Un trionfo di piaceri per il palato
Sarò campanilista, ma quando sento un connazionale sottolineare le carenze della nostra splendida nazione, soprattutto quando ciò avviene all’estero, devo ammettere che provo un certo fastidio. Sia chiaro, non credo che i nostri problemi vadano nascosti sotto il tappeto (anche perché la sua superficie ormai avrebbe più di una collinetta…), ma se pensassimo prima di tutto ai grossi privilegi che il nostro Paese ci riserva e che il resto del mondo ci invidia, tutto il resto lo affronteremmo più serenamente e proattivamente.
Focalizziamoci oggi sui prodotti alimentari ed enologici: la varietà dell’offerta di cibo e di bevande italiane non ha eguali nel mondo! Alcune nazioni offrono produzioni vitivinicole assolutamente comparabili alle nostre (in realtà hanno metodi di vinificazione che riescono ad esaltare la materia prima iniziale, anche se quest’ultima non sempre è a livello di quella italiana), altre hanno un’offerta culinaria piuttosto variegata e interessante (a mio avviso però mai al nostro livello): nessuna offre entrambe le cose, se non la nostra terra.
Non mi viene in mente un’area italiana che non sia prodiga di materie prime animali e vegetali che esaltino l’esperienza del palato: qualunque preferenza è in grado di essere soddisfatta in vari modi, dai più semplici ai più ricercati e sofisticati.
Nelle mie esperienze di vita all’estero, quasi tutte le volte in cui ho mangiato e bevuto in modo superlativo vi erano in qualche modo coinvolte la cucina italiana e le sue materie prime: una carbonara eccellente ad Anversa preparata da un cuoco calabrese che aveva lasciato incontaminata la ricetta italiana, piuttosto che scampi e verdura conditi con olio crudo, mangiati in un ristorante affacciato su una splendida baia in Svezia, che ovviamente si faceva arrivare olio e verdura dall’Italia (lo chef, quando ha saputo che ero italiano, mi ha voluto mostrare la bolla di accompagnamento dei prodotti, che arrivavano dalla Puglia). Continuo con l’esperienza in crociera ai Caraibi, quando ci hanno proposto un brasato al Barolo che non avrebbe sfigurato nemmeno in un ristorante di Alba o di Savigliano, oppure la lasagna mangiata a Dubai, anch’essa preparata, con una ricetta di stretta osservanza italica, da uno chef anch’esso nostro connazionale.

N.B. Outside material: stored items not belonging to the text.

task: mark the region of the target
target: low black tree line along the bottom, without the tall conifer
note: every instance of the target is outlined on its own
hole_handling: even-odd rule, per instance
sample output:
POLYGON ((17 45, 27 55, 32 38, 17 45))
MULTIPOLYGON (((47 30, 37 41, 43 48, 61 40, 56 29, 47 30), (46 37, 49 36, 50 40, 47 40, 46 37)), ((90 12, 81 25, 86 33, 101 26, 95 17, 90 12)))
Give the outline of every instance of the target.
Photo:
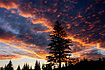
MULTIPOLYGON (((58 68, 52 67, 51 63, 49 64, 42 64, 36 60, 34 69, 29 64, 25 63, 22 68, 20 65, 16 68, 16 70, 59 70, 58 68)), ((92 70, 92 69, 104 69, 105 67, 105 58, 99 58, 99 60, 88 60, 88 59, 71 59, 69 63, 65 63, 62 65, 60 70, 92 70)), ((10 60, 5 67, 0 67, 0 70, 14 70, 12 61, 10 60)))

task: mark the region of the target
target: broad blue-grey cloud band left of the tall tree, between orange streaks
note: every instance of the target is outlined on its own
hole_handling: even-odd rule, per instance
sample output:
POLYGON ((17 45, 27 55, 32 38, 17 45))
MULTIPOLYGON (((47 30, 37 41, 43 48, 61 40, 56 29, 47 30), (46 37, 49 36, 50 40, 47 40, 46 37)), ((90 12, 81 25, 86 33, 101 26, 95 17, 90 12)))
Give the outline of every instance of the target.
POLYGON ((2 15, 6 15, 1 15, 1 20, 3 21, 0 21, 0 27, 2 28, 1 32, 5 32, 5 34, 2 34, 4 37, 5 35, 8 36, 10 33, 11 36, 13 35, 17 39, 27 43, 36 44, 37 46, 47 45, 47 35, 49 33, 37 33, 37 31, 44 31, 48 29, 47 27, 44 27, 41 24, 32 24, 30 20, 21 17, 18 14, 11 14, 8 10, 3 10, 3 12, 4 11, 7 11, 7 13, 0 13, 2 15))

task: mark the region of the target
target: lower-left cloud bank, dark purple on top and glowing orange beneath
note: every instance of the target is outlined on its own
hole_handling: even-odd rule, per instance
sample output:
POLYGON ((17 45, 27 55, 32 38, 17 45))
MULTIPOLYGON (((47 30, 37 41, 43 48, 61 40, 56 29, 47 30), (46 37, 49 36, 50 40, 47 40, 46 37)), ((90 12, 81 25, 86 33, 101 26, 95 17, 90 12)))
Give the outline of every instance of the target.
MULTIPOLYGON (((12 34, 10 32, 5 32, 2 29, 0 29, 0 33, 1 33, 1 35, 0 35, 0 42, 3 42, 3 43, 5 43, 8 46, 15 47, 15 48, 17 48, 19 50, 22 50, 22 51, 27 53, 27 54, 20 54, 20 53, 18 53, 18 56, 25 55, 25 56, 28 56, 28 57, 31 57, 31 58, 45 59, 45 56, 43 56, 43 58, 42 58, 41 55, 42 54, 46 55, 47 52, 44 50, 44 48, 42 46, 37 46, 38 44, 35 45, 35 43, 33 44, 32 42, 29 42, 29 41, 27 43, 26 43, 26 41, 21 41, 21 40, 19 40, 20 37, 16 38, 17 36, 15 36, 14 34, 12 34)), ((41 43, 39 43, 39 45, 40 44, 41 43)), ((10 52, 6 52, 6 53, 10 53, 10 52)), ((10 54, 13 54, 13 53, 10 53, 10 54)), ((15 53, 15 55, 16 55, 16 53, 15 53)), ((3 60, 3 58, 2 58, 2 60, 3 60)))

Persino le istituzioni dell’Unione Europea, non sempre prodighe (erroneamente) di riconoscimenti nei nostri confronti, hanno situato l’Agenzia Europea per la Sicurezza Alimentare (EFSA) a Parma, luogo in cui si tiene anche CIBUS, una delle fiere alimentari più importanti al mondo. Doveroso ricordare anche, ça va sans dire, VINITALY, la più importante fiera vinicola al mondo: ogni ulteriore considerazione al riguardo è pleonastica…
Tutto questo bendidio è un trionfo di piaceri per il palato che ci pone al primo posto in Europa in termini di turismo enogastronomico: una meritatissima medaglia da sfoggiare con tutto l’orgoglio di essere Italiani.
Poi a volte un godurioso hamburger american style accompagnato da onion rings and/or chips ci sta tutto, oppure un sushi fatto come si deve non si rifiuta, ma alla fine della fiera si ritorna sempre verso i nostri lidi, a cercare qualcosa di buono inventato a casa nostra.
Detto ciò, se sento un connazionale che parla male dell’Italia, mi sarà pur concesso di diventare un po’ come l’automobilista di Gioele Dix o no?